As fiscalizações do órgão detectaram os equipamentos funcionando sem restrições em municípios como São Paulo, Guarulhos, São Bernardo do Campo e Santo André. Nos locais, qualquer pessoa pode adquirir remédios livremente, sem verificação de idade, controle de quantidade ou assistência presencial de um farmacêutico.
Infração às normas sanitárias e posicionamento da Anvisa
A legislação sanitária brasileira determina que a dispensação de fármacos ocorra exclusivamente em drogarias e farmácias autorizadas, com presença obrigatória de responsável técnico. A própria Agência Nacional de Vigilância Sanitária (Anvisa) já declarou publicamente que é contrária ao uso de máquinas para essa finalidade.

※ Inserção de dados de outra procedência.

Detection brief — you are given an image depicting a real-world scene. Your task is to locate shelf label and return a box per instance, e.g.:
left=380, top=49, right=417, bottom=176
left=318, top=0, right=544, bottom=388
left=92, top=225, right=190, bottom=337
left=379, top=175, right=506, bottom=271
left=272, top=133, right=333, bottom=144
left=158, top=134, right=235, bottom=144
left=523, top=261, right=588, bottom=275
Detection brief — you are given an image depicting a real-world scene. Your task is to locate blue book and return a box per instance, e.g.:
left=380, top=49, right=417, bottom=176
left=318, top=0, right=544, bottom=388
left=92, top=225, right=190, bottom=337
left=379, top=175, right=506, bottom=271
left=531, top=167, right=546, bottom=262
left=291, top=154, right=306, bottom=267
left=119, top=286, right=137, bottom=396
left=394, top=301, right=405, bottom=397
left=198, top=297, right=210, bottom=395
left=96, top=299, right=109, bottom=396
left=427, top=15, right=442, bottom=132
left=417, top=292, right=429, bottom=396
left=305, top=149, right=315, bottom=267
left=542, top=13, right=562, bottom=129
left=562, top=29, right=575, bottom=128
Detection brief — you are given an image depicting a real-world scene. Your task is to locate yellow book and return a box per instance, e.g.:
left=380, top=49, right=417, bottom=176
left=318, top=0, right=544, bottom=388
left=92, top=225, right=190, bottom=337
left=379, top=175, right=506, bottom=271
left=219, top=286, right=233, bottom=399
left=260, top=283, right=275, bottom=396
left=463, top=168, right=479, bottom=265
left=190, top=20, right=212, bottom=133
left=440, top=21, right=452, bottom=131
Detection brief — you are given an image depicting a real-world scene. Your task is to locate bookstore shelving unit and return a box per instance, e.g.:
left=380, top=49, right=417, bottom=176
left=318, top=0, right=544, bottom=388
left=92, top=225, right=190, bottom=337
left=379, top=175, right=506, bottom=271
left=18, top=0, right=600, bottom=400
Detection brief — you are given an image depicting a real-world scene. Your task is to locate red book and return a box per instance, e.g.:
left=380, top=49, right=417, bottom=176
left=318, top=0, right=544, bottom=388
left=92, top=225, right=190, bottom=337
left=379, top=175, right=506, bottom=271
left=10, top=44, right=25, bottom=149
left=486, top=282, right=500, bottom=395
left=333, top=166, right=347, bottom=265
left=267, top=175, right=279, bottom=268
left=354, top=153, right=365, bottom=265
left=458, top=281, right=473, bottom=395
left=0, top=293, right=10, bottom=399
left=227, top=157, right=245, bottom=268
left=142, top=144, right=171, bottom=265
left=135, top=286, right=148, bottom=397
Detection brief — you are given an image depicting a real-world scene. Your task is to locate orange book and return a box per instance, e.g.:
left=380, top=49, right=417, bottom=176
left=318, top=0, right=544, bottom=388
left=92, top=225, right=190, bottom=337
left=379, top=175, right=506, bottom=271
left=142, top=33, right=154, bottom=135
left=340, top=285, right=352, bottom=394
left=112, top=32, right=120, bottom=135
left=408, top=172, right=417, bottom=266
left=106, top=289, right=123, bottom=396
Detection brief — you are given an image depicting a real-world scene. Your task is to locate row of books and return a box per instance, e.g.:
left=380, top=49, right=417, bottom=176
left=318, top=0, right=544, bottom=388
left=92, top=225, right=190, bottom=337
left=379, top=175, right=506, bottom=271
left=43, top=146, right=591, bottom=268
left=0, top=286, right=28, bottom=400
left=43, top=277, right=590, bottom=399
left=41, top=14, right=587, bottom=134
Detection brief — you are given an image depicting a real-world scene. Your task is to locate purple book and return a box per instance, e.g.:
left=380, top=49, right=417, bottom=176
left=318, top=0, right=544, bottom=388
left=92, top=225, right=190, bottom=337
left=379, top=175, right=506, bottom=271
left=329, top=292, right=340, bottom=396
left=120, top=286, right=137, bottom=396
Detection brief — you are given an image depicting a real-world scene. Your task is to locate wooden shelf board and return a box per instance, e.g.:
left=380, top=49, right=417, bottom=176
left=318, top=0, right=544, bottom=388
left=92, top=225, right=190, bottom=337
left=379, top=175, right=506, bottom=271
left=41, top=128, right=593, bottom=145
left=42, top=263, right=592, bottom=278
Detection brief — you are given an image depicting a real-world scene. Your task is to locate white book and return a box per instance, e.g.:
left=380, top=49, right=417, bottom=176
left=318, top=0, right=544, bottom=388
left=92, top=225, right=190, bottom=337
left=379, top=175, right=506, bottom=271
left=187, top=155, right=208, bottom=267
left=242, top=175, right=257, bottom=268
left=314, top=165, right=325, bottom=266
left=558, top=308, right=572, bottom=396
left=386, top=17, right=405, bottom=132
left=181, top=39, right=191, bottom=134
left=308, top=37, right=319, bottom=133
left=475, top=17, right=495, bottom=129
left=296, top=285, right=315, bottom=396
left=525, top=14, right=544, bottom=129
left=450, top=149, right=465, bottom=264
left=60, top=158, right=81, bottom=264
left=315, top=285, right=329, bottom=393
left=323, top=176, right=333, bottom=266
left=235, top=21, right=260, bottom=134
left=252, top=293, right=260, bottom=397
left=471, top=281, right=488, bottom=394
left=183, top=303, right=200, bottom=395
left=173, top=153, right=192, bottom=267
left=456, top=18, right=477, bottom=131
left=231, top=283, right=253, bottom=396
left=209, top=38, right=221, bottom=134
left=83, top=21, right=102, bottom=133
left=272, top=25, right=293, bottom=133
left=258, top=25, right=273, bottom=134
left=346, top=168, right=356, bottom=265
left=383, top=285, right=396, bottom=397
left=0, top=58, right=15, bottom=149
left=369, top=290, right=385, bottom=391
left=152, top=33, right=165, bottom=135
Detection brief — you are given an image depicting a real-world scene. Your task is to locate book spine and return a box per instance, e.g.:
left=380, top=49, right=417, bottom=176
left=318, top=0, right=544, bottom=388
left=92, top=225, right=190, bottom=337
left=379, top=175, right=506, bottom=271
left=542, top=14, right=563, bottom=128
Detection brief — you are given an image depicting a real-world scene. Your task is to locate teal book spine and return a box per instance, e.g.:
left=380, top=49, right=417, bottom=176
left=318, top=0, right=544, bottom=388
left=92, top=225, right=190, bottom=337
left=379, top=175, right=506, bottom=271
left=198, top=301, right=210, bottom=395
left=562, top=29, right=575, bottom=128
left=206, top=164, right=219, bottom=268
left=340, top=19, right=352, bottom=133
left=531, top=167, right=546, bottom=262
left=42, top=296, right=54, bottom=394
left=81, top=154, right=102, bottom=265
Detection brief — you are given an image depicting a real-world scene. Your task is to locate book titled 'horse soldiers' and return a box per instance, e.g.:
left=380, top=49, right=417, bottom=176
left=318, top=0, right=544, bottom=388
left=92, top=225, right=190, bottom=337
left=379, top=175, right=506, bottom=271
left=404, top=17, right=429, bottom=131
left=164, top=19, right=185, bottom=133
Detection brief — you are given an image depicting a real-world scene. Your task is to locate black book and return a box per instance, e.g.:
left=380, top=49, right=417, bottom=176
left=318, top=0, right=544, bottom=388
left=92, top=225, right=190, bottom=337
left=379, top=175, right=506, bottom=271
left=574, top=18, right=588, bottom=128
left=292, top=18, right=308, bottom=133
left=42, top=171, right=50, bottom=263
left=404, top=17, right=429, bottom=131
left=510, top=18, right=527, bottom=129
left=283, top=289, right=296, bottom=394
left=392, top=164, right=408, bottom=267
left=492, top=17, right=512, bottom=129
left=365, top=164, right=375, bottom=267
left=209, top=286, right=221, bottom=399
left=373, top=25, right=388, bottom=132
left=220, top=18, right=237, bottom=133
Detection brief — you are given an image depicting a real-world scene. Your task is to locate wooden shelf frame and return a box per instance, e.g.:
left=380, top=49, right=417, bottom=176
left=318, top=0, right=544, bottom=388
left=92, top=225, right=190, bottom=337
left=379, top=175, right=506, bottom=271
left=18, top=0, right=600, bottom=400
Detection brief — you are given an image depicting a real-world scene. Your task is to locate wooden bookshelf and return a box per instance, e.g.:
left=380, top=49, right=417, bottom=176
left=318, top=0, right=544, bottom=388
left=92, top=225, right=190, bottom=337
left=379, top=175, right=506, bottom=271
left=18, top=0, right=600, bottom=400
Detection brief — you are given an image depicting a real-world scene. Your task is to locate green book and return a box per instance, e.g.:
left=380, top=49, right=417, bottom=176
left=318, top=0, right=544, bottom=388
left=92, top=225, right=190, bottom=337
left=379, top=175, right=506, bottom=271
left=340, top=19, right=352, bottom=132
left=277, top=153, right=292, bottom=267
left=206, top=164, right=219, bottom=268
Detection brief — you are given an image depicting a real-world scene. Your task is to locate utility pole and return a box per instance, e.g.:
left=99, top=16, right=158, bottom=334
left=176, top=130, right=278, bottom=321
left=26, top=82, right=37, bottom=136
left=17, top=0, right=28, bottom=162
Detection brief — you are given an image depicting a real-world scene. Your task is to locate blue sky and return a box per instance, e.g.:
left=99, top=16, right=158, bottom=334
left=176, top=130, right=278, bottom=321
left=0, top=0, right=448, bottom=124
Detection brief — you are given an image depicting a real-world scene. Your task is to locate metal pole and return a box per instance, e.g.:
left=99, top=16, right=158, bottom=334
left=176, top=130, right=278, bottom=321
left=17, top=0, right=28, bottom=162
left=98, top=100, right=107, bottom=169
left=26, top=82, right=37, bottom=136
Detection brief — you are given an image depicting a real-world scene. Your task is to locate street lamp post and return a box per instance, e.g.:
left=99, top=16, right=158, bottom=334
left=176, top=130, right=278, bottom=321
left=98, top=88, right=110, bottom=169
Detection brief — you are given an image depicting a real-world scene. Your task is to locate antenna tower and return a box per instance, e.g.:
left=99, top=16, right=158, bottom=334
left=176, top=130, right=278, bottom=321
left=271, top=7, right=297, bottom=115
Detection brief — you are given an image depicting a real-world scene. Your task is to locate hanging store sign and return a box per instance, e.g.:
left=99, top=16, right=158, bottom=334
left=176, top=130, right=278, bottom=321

Riscos da automedicação e proteção de vulneráveis
Segundo alertas do conselho, o acesso facilitado estimula a automedicação e eleva o perigo de intoxicações, reações adversas e interações graves. A presidente do CRF-SP, Luciana Canetto, destaca que até mesmo produtos isentos de prescrição necessitam de orientação adequada para evitar acidentes fatais.
Além dos riscos gerais, a representação aponta violações ao Estatuto da Criança e do Adolescente (ECA) e ao ECA Digital, ao expor menores a substâncias nocivas. Em resposta, o MPSP instaurou um procedimento oficial para ouvir a empresa responsável pelos terminais e os órgãos de Vigilância Sanitária.